Two main studies compared Xoanacyl with placebo (a dummy treatment) in adults with chronic kidney disease who did not need dialysis. Dialysis is a technique for removing unwanted substances and excess fluid from the blood when the kidneys do not work well enough.

In the first study involving 149 patients with iron deficiency and high levels of phosphate in the blood, the amount of iron stored in the body (measured as transferrin saturation) after 12 weeks of treatment increased by around 10% in people treated with Xoanacyl and decreased by around 1% in those given placebo. At the same time, phosphate levels in the blood decreased by 0.7 mg/dl in patients given Xoanacyl compared with 0.2 mg/dl in those given placebo.

In the second study involving 234 patients mainly with iron deficiency, the level of haemoglobin (the protein in red blood cells that carries oxygen around the body) increased by at least 1 g/dl at any point during 16 weeks of treatment in around 52% of patients given Xoanacyl (61 out of 117) compared with around 19% of those given placebo (22 out of 115).

A third main study involved 441 adults with chronic kidney disease who needed dialysis and had high levels of phosphate in the blood. Xoanacyl was at least as effective at reducing phosphate levels in the blood after 12 weeks of treatment as sevelamer carbonate (another medicine used to lower phosphate levels in the blood), with a reduction of around 2.0 mg/dl with Xoanacyl and 2.2 mg/dl with sevelamer carbonate.

For the full list of side effects and restrictions with Xoanacyl, see the package leaflet.

The most common side effects with Xoanacyl (which may affect more than 1 in 10 people) include diarrhoea and discoloured stools.

Xoanacyl must not be used in patients who have an active severe stomach or intestinal disorder or conditions that lead to iron accumulation in the body such as haemochromatosis (an inherited condition in which iron builds up gradually in the body and can cause damage to joints and organs).

The Agency considered that Xoanacyl is effective at reducing phosphate levels in the blood of adults with chronic kidney disease and that it also has a positive effect on iron deficiency. The safety profile of Xoanacyl is manageable.

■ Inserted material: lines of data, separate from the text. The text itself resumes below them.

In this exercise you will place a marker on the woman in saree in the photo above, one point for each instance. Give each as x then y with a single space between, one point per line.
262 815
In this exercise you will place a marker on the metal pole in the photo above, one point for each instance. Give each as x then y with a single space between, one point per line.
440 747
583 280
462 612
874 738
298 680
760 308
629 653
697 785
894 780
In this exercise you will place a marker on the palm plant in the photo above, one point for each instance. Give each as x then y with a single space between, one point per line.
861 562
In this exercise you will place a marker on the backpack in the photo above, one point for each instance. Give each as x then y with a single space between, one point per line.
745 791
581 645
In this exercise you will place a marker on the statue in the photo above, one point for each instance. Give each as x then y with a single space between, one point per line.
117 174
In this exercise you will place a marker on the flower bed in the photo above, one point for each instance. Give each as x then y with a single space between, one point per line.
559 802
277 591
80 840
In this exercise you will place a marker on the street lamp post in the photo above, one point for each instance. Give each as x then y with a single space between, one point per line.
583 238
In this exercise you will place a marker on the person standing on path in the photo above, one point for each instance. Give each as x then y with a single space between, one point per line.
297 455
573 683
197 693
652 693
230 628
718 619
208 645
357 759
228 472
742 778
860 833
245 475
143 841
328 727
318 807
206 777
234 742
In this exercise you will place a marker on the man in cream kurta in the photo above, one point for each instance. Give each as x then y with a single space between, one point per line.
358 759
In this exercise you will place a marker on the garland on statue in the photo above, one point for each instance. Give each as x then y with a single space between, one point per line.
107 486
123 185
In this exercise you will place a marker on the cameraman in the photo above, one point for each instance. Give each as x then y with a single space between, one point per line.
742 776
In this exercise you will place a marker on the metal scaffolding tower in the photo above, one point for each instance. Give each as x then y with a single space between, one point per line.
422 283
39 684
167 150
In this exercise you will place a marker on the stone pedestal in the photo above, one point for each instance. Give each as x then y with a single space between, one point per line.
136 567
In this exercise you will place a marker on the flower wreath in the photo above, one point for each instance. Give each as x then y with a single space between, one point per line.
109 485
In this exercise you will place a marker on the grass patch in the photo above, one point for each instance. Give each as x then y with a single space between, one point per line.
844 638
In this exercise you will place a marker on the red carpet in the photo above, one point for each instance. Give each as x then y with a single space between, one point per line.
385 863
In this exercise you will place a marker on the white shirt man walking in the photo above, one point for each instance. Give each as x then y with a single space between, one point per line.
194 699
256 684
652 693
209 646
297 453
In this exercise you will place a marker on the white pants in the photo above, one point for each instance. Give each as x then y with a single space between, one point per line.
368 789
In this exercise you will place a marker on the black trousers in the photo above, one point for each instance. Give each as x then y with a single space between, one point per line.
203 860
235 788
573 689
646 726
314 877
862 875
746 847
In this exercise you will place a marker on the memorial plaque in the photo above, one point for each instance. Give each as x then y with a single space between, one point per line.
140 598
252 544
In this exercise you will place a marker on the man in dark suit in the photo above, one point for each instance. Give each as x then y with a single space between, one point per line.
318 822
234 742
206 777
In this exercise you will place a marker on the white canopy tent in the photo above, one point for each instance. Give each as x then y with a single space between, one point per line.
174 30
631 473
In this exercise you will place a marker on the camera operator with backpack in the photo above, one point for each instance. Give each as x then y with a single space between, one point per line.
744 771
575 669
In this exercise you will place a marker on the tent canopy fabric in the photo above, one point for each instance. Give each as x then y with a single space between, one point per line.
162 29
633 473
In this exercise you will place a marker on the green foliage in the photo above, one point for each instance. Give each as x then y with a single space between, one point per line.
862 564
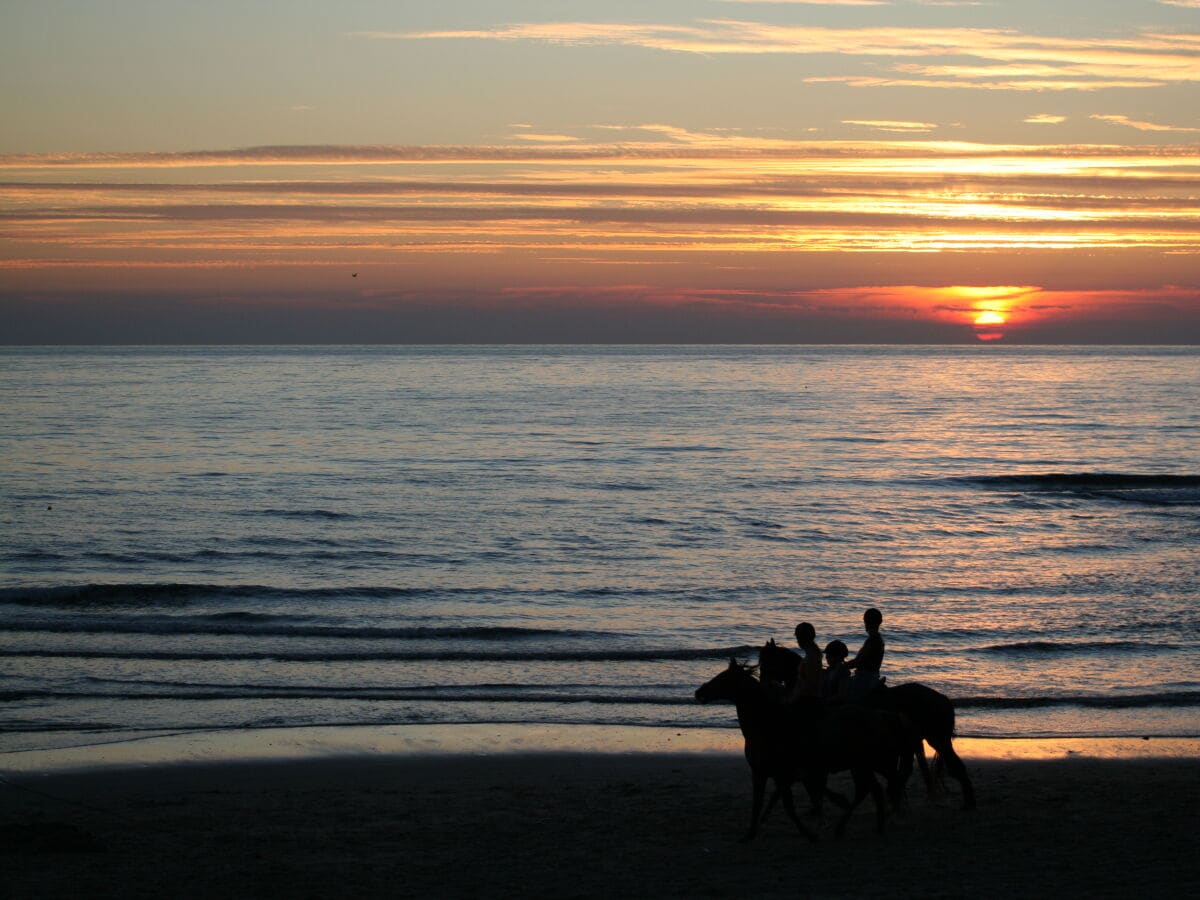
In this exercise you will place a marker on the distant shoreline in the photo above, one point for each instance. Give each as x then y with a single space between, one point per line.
586 825
101 751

The European Medicines Agency therefore decided that Xoanacyl’s benefits are greater than its risks and that it can be authorised for use in the EU.

Recommendations and precautions to be followed by healthcare professionals and patients for the safe and effective use of Xoanacyl have been included in the summary of product characteristics and the package leaflet.

As for all medicines, data on the use of Xoanacyl are continuously monitored. Suspected side effects reported with Xoanacyl are carefully evaluated and any necessary action taken to protect patients.

Xoanacyl received a marketing authorisation valid throughout the EU on 11 June 2025.